While working with Robert on the Doorbot webserver as part of our project to hook up the front door of Hacker School to the web, we ran across a small problem with the Ruby server that he had set up.

In the past, my sites have always been hosted places like Heroku or Webfaction, which take care of restarting the server in case of shutdown.

However, we were hosting the Doorbot server on a Raspberry Pi that we were planning to lock in the network closet. This meant that no one was going to be able to get in there to physically unplug and replug the Pi, which is the method we’d been using to restart the server after we (with great difficulty) got the server launch script into Raspbian’s init.d to start on startup. Another method we’d also been using was to SSH into the Pi to manually restart the server, but this of course wasn’t a sustainable long-term solution. If the server shut down on its own, people weren’t going to be able to get through the door until someone alerted us and we restarted the server manually. We needed a better solution that would automatically and reliably restart the server upon shutdown without any human intervention.

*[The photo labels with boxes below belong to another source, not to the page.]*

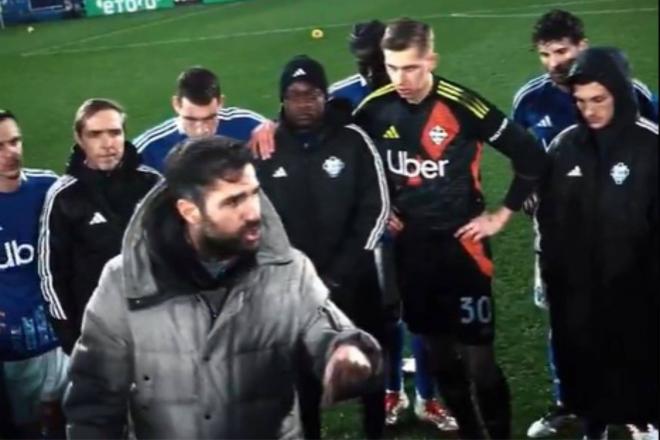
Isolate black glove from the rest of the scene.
[523,192,539,217]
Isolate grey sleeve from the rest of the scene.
[301,258,382,378]
[64,256,133,439]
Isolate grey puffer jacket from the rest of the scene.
[64,181,380,439]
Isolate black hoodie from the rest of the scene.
[39,142,160,353]
[538,48,660,423]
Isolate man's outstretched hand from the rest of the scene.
[454,206,513,241]
[248,119,277,160]
[321,344,373,406]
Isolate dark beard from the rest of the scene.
[198,219,261,260]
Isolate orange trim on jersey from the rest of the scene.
[460,238,494,278]
[470,142,484,192]
[421,101,461,160]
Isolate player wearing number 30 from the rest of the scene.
[356,19,545,438]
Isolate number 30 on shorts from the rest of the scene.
[461,296,493,324]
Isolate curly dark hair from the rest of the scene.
[532,9,585,47]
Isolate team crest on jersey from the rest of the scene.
[323,156,346,179]
[429,125,449,145]
[610,162,630,185]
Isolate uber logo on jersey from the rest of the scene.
[0,240,34,270]
[323,156,346,179]
[387,150,449,179]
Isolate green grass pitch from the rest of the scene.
[0,0,658,438]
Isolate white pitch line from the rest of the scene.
[21,5,229,57]
[454,0,622,14]
[21,0,657,57]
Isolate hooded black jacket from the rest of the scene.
[538,48,660,424]
[258,115,389,311]
[39,142,160,353]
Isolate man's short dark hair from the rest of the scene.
[73,98,126,136]
[0,109,18,124]
[380,18,433,53]
[176,66,220,105]
[164,136,252,206]
[532,9,585,47]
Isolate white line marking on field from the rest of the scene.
[22,5,222,57]
[21,0,657,57]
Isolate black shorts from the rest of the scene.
[397,228,495,345]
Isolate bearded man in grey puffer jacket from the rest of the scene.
[64,137,381,439]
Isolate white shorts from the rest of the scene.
[2,347,69,425]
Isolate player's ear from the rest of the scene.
[172,95,181,113]
[176,199,202,225]
[578,38,589,50]
[428,52,440,70]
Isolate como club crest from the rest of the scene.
[610,162,630,185]
[323,156,346,179]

I suggested a strategy that I presented at a lecture at PennApps Fall 2012. I had previously used this strategy on some web scraping projects to get a running Python process to restart immediately upon shutdown. For processes like that scraper or the Ruby server, if the process dies with an error, we actually don’t generally care in this case why it shut down or what the error was—just that it shut down and that we want it back up immediately.

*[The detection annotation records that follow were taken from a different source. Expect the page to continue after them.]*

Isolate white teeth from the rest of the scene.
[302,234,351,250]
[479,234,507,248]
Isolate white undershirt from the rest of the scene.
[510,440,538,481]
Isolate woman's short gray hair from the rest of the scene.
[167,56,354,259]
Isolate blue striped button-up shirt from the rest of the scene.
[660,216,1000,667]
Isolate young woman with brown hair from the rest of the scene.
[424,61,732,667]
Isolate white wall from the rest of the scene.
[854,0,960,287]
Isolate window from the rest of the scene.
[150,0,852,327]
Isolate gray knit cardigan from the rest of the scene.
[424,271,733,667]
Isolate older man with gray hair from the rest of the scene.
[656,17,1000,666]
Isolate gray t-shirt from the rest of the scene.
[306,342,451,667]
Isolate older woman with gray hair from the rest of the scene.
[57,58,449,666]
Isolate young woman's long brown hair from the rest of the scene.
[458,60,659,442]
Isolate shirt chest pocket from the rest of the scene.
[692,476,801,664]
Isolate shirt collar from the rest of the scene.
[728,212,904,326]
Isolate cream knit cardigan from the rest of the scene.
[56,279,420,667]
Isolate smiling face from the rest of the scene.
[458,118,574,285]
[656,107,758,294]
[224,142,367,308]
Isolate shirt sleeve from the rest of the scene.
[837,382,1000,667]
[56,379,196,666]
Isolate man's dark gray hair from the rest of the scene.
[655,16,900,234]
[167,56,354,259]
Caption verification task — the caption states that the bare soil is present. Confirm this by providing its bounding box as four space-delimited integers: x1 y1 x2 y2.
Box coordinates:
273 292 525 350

The strategy is to wrap the server set-up process in a Bash script within a while or until loop, as in the following example with my old Python scraper:

# Runs our scraper indefinitely
# will only stop upon a GRACEFUL exit--
#  but keep in mind a graceful exit only means that
#  no error is thrown, but that doesn't mean that we
#  actually want the program to end!

until python scraper.py; do
    echo "Process crashed with exit code $?.  Respawning..." >&2
    sleep 2
done

For a server, you would replace python scraper.py with python manage.py runserver for Django, or the equivalent command in Ruby or your preferred web framework.

What happens here is the until loop starts to test the “condition,” but the condition here is actually our intended process. That process runs indefinitely, and ideally would never stop and we’d never hit the echo. However, in the event that the server does crash, we take advantage of a trick with Bash—an exit upon failure will evalute “false-y” for the until loop, and so on a crash, we will always enter and repeat the loop. The only way to exit the loop is a successful server program exit, which will never happen, because we never intentionally shut down the server!

After wrapping the Ruby server startup call in that tiny Bash script, the server now automatically restarts itself upon failure.